Think of it: the Romanian NatGeo is interested in my story, the Hungarian one not at all. I have sent the same letter to the chief editors of both of them - same text. One before leaving for India and one after returning to Romania. The .ro version replied in a few hours - the .hu version replied only the second time - it was an outofoffice-Iamonholidays-automaticreply, nothing more. :)

And this is only one of this tüköráltalhomályosan stories.

A háromszéki KCsSEgyesület is teljes apátiával áll hozzá a projekthez. Mösziő Marczell pl. egyenesen azt kérdezte tőlem, még tavasszal, hogy milyen alapon képzelem magam alkalmasnak egy ilyen utazásra.

Hát, mert távoli rokonomnak tartom Csomát. Azért. :))

Studiolum dijo...

Dear Zsolt, your comment is a perfect illustration of the content of this post. And as such, it has the answer in the post itself. That is, the only solution for this very sad and typical situation is that one does his job day by day, and thus by a heroic effort and in solitude arrives ad astra.

Think about that in those times Csoma was certainly asked as well - I cannot imagine that some Marczell-like főmufti in Enyed or in other centers missed this ziccer - on which basis he imagines himself apt for such a travel. Most probably he also replied something like he too regards those people his far away relatives. And now we are producing webpages on him, albeit especially in this question he was quite wrong.
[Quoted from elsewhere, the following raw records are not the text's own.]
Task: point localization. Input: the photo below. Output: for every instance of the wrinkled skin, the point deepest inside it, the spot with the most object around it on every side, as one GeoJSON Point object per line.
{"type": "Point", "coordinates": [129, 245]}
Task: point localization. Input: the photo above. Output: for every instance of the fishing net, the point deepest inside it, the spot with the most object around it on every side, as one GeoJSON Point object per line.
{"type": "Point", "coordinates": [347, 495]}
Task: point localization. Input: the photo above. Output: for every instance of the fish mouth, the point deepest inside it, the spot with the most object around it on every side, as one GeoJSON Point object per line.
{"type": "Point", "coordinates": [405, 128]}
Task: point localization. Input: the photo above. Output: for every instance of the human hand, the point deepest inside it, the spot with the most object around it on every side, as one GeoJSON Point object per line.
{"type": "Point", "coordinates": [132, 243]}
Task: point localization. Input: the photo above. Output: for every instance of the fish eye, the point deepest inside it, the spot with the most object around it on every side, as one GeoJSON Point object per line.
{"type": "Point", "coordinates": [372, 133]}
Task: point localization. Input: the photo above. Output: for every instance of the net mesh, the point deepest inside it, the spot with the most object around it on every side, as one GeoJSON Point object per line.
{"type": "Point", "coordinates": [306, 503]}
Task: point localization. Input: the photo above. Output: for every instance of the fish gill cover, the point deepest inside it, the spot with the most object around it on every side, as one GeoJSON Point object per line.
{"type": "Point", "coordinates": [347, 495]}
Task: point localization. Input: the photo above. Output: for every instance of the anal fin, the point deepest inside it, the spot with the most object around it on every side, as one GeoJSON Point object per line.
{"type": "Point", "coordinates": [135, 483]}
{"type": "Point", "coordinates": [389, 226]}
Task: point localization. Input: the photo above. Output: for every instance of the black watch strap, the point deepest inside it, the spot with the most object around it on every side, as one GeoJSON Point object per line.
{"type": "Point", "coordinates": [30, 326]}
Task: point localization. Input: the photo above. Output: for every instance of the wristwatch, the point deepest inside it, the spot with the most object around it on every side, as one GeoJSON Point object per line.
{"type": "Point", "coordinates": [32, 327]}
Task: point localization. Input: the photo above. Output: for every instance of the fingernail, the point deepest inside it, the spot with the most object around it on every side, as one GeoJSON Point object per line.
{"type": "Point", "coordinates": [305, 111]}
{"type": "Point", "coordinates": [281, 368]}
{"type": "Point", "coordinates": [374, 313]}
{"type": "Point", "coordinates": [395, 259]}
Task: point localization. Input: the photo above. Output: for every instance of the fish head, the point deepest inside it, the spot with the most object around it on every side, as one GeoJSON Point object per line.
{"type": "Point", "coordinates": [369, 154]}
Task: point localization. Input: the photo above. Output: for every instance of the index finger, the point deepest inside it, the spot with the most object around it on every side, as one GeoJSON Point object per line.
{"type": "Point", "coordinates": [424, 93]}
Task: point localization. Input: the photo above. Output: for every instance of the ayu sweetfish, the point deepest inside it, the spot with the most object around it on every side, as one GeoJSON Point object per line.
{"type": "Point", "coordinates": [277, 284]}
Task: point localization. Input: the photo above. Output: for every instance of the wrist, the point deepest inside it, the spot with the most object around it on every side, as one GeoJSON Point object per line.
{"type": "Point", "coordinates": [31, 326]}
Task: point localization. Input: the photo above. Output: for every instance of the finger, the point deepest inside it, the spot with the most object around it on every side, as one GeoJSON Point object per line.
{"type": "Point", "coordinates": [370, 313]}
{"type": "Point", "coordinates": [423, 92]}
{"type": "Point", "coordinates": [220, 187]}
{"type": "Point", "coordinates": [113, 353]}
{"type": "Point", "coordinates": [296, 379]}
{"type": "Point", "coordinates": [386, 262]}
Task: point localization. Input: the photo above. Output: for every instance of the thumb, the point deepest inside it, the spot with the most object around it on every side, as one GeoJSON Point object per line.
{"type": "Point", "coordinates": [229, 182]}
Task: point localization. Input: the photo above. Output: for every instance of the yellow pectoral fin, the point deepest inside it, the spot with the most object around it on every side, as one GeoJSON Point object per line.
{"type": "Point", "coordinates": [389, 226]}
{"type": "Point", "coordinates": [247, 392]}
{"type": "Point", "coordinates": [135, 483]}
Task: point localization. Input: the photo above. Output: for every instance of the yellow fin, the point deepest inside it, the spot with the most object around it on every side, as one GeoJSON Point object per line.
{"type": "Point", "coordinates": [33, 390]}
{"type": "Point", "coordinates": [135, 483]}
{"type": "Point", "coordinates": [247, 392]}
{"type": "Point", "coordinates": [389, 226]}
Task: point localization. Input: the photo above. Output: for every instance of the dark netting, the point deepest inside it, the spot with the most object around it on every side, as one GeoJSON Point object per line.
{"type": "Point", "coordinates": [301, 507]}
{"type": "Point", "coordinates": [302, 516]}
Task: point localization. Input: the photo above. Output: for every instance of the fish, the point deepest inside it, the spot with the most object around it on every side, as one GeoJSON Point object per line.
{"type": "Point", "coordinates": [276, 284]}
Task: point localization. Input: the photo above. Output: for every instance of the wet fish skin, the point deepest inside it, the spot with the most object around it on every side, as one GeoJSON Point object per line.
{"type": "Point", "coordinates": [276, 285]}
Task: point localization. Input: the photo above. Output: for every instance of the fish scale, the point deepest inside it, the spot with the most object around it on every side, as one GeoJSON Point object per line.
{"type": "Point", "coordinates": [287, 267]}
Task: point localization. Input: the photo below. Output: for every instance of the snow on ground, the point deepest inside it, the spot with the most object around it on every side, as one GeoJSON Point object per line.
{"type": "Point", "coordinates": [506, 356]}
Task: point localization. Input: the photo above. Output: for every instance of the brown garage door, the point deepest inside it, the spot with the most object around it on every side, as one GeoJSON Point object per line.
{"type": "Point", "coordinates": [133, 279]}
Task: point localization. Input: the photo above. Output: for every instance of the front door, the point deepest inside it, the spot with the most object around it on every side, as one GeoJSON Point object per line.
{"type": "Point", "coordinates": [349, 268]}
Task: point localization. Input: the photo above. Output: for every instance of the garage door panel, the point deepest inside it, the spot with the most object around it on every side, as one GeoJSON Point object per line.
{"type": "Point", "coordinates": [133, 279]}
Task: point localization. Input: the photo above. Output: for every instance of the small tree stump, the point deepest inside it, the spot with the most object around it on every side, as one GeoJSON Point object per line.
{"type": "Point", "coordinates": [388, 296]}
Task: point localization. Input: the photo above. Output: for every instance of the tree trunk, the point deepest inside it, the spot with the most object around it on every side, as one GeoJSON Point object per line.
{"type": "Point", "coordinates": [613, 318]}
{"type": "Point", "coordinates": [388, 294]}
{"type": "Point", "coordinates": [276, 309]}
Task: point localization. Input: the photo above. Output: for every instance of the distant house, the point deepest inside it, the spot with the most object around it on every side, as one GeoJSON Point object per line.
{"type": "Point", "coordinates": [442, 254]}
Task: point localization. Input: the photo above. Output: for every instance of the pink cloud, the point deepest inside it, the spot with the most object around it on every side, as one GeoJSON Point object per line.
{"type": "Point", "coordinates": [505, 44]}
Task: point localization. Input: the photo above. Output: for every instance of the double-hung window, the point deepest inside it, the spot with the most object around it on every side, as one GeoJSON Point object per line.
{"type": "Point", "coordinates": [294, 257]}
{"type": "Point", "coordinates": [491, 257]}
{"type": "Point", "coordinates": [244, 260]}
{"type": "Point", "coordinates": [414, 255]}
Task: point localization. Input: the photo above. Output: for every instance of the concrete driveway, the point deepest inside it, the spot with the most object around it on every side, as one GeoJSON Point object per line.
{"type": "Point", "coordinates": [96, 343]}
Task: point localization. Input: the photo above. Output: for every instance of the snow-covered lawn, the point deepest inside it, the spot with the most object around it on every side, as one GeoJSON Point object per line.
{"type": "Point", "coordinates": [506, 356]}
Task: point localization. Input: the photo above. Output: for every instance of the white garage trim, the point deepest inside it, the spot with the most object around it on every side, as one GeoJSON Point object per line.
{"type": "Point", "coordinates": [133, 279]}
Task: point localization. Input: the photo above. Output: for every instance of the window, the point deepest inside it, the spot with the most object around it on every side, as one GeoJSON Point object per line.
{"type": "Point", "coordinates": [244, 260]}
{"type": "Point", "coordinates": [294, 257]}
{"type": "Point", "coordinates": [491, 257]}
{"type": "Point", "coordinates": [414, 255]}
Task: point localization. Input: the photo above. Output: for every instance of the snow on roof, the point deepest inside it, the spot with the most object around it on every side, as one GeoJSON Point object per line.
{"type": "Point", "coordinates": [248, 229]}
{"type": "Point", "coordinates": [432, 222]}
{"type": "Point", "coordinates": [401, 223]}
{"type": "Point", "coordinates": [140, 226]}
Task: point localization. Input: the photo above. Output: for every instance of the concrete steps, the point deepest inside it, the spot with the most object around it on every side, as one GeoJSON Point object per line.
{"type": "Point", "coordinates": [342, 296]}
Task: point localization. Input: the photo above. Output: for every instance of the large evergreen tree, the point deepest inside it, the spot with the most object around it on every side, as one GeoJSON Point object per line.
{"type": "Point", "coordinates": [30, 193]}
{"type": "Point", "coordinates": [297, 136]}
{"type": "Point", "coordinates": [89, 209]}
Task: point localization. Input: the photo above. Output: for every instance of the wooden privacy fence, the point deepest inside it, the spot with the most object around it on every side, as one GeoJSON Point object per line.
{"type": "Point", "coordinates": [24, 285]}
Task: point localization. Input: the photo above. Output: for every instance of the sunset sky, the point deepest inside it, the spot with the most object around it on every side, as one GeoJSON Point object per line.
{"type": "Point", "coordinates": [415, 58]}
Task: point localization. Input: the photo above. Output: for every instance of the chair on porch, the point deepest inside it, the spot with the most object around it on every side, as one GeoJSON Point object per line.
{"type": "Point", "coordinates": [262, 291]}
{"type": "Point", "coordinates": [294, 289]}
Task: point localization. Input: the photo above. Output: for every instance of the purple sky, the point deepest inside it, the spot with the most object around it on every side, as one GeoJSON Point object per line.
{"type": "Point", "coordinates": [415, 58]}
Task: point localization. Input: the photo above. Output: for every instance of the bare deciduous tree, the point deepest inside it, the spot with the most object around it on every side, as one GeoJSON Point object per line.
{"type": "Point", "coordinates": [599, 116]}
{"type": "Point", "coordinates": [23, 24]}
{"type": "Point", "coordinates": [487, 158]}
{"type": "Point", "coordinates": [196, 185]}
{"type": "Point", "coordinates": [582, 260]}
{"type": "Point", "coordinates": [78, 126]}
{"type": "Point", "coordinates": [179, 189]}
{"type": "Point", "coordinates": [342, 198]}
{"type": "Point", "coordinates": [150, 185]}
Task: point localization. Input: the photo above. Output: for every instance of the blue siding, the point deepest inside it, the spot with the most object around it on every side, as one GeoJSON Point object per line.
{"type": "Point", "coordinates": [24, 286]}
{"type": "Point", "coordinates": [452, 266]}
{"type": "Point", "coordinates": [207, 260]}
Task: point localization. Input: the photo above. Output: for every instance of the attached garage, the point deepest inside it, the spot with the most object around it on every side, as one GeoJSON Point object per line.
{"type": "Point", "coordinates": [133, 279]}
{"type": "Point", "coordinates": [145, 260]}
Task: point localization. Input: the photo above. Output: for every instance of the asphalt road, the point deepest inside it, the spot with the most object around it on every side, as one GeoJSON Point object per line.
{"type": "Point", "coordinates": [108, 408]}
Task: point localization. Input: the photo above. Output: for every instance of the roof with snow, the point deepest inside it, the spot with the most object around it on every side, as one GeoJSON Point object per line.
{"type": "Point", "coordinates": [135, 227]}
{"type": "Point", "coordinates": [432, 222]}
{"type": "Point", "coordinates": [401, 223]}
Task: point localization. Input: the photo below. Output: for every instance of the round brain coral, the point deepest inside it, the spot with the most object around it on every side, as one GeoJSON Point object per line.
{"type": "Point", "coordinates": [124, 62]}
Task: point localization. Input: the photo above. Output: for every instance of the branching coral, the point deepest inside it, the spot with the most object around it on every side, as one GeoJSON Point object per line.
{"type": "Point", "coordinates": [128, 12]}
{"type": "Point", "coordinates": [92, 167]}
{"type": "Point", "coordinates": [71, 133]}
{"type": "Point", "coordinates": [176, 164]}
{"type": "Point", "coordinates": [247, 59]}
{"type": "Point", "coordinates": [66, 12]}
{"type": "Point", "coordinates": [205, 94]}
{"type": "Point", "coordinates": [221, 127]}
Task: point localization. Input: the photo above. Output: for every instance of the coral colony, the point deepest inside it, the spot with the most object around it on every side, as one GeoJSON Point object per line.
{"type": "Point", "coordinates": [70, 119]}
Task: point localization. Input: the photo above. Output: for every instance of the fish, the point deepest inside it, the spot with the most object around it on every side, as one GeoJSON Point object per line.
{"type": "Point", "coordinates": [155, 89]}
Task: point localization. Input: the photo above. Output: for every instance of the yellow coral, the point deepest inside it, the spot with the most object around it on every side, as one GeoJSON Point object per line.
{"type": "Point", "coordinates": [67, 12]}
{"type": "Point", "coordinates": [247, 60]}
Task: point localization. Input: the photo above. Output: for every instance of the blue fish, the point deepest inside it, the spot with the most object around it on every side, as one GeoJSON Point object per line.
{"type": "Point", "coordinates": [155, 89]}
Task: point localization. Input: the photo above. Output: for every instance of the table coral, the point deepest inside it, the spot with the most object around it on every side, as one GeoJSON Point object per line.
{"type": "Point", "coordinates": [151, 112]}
And think about the other great Hungarian discoverer, Aurél Stein as well, whose webpage we have recently prepared with the Academy at . In all his youth he was longing for a teaching position in the high school of Cluj. He never managed to get one. The great discoveries, the world fame, the title of Sir, the British Museum, the many volumes published in Oxford, these yes, but a teaching position in the high school of Cluj is not given just to anyone.